May 20, 2004 Thursday
The Dallas Morning News
From Lexis Nexis
By summer's end, some North Texas residents and businesses will have plenty of access to fiber optics.
Verizon Communications Inc. formally announced Wednesday that Keller is the first of eight Texas towns that will have a high-speed fiber-optic network.
The company has invested $15 million into the Fort Worth suburb, which will have voice and data capabilities by summer and may have video services within 18 months.
"We are starting to bring broadband to the masses," said Steve Banta, Verizon's southwest region president. "Verizon is committed to fiber, and the time is ripe to offer fiber-based services."
The technology, known as fiber to the premises, or FTTP, can offer faster Internet connections, television and other services to compete with cable companies, many of which are beginning to offer telephone service.
It uses fiber-optic cable and optical electronics to directly link homes and businesses to Verizon's network. Once the network is deployed, its slowest broadband connection will be three times as fast as broadband speeds commonly available today.
Some of Verizon's new products — which include voice, data and video — will feature download speeds of 5, 15 and 30 megabits per second, said Bob Ingalls, president of Verizon's retail marketing group.
"These services will be provided at a substantial value over anything that's in the market today," Mr. Ingalls said. "We know what our competitors are charging. The prices will be comparable."

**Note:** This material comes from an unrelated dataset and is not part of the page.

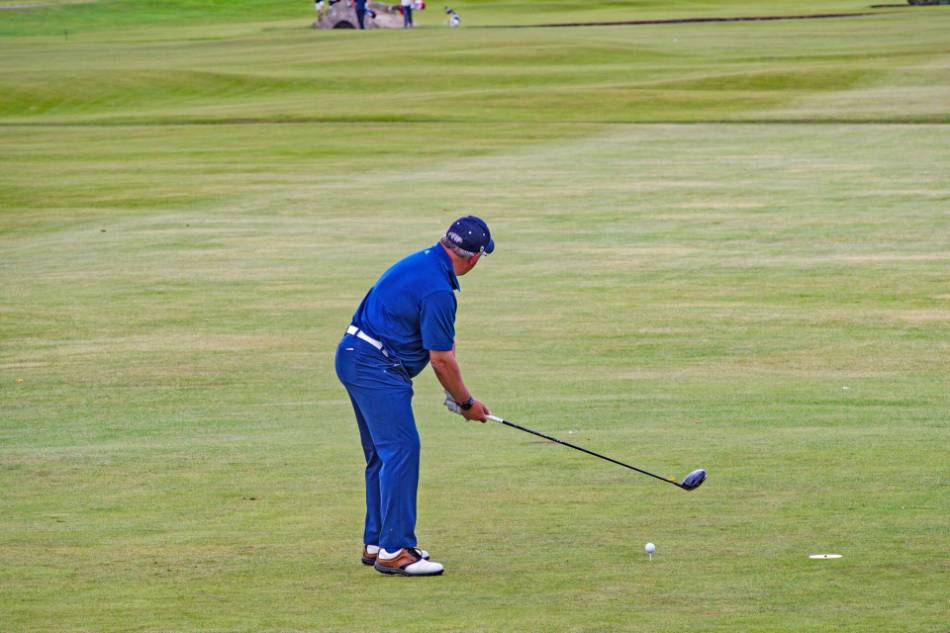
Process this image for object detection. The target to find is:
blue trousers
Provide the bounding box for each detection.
[336,334,420,551]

The company has hired 50 employees for a new Dallas national technical support center for fiber optic customers. Verizon plans to add a couple hundred more jobs as the company expands its FTTP deployment, company spokesman Bill Kula said.
More than 442,000 feet of fiber-optic cable has already been laid in the ground or placed on telephone poles in Keller. About 1.2 million feet total will replace traditional copper wire links in the city.
Verizon chose Keller because of its demographics, geography and technological capabilities, Mr. Banta said.
"We are heavily residential, but our commercial and retail base is growing," said Lyle Dresher, Keller's city manager. "Fiber-based services gives us that competitive edge."